关键词 > DATA1001/ENVX1002

DATA1001/ENVX1002 Foundations of Data Science/Introduction to Statistical Methods Semester 1 Main, 2018

发布时间:2023-05-15

Hello, dear friend, you can consult us at any time if you have any questions, add WeChat: daixieit

Semester 1 Main, 2018

DATA1001/ENVX1002

Foundations of Data Science/Introduction to Statistical Methods

1. In late 2012, Transport for NSW introduced the Opal Card, which is a credit-card sized smartcard for paying for public transport in Sydney and nearby areas.
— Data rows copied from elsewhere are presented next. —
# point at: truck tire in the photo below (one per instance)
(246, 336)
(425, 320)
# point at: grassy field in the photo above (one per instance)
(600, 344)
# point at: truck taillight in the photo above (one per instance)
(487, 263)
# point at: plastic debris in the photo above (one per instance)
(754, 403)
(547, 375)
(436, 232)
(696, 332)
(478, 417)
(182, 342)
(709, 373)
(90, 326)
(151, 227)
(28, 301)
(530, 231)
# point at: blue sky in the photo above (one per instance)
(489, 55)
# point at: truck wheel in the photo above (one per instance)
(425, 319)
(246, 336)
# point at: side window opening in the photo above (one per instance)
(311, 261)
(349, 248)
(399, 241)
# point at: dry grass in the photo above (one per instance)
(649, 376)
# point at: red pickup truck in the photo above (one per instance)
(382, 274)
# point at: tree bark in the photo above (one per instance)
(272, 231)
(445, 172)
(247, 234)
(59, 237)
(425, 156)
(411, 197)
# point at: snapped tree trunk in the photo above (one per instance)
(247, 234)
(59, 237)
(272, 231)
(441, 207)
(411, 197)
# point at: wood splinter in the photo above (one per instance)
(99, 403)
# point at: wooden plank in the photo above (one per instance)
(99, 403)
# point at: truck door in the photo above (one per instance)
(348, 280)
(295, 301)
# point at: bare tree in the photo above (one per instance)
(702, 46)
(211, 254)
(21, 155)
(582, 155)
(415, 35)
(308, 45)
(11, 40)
A passenger taps “on”when they begin their journey, and taps“o↵”when they reach their destination.

 

Data was collected over a week in July 2016 for the following 6 variables:

• mode of public transport - bus, train, light rail and ferry.

• date - in yyyymmdd format, eg 20160730 is 30/07/2016.

• tap type - “on”and“o↵”.

• time - in 24hr time collected in 15 minute intervals.
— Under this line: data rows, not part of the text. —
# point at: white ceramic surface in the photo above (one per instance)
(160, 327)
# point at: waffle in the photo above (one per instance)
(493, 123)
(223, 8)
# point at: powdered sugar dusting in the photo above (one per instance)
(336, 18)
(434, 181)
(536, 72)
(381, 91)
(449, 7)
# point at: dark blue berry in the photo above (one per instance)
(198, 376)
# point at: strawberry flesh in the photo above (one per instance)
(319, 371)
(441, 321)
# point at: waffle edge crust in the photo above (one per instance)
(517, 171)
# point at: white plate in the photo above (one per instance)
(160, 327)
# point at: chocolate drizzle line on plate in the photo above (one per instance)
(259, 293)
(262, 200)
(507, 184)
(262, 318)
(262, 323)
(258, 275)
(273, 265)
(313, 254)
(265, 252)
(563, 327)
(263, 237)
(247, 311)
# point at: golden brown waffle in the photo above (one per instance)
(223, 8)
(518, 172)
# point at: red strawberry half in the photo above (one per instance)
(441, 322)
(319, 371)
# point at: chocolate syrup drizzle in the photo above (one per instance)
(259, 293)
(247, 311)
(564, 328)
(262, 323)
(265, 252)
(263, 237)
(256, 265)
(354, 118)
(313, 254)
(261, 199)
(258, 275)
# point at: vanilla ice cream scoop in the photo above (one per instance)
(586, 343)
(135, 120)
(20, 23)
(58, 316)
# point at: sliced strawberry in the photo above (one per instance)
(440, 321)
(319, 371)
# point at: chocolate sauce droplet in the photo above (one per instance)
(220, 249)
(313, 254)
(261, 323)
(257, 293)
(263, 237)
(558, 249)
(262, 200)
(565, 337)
• location - denoted by postcode and names of train stations, ferry wharves and light rail stops.

• count - the number of taps“on”or“o↵”.

opal = read .csv("data/opal .csv")

dim(opal)

## [1] 215630      6

head(opal,4)

##   mode     date tap  time  loc count

## 1  bus 20160730  on 02:30 2000   415

## 2  bus 20160730  on 02:30 2135    18

## 3  bus 20160730  on 02:30   -1    24

## 4  bus 20160730  on 02:30 2010    31

(a)   (i) Is this data a population or sample? Explain.

 

 

 

(ii)

 

 

 

Did the data collection come from a controlled experiment or an observational study? What di↵erence does that make to any conclusions drawn?

(iii) Who owns this data? Suggest one possible ethical issue.

(b)   (i)

 

 

 

How many observations/records are there?          

(ii)

What type of variable is  mode ?                    

(iii)

Why might the location of the 3rd subject be recorded as  -1 ?

 

 

 

 

(iv)

 

 

 

 

What would a value of“0”represent in the

 

 

 

 

 

 

 

 

column?

(c)   Here we focus on the counts for the tap-ons over the week.  Would the mean or

median be a better summary of centre? Explain.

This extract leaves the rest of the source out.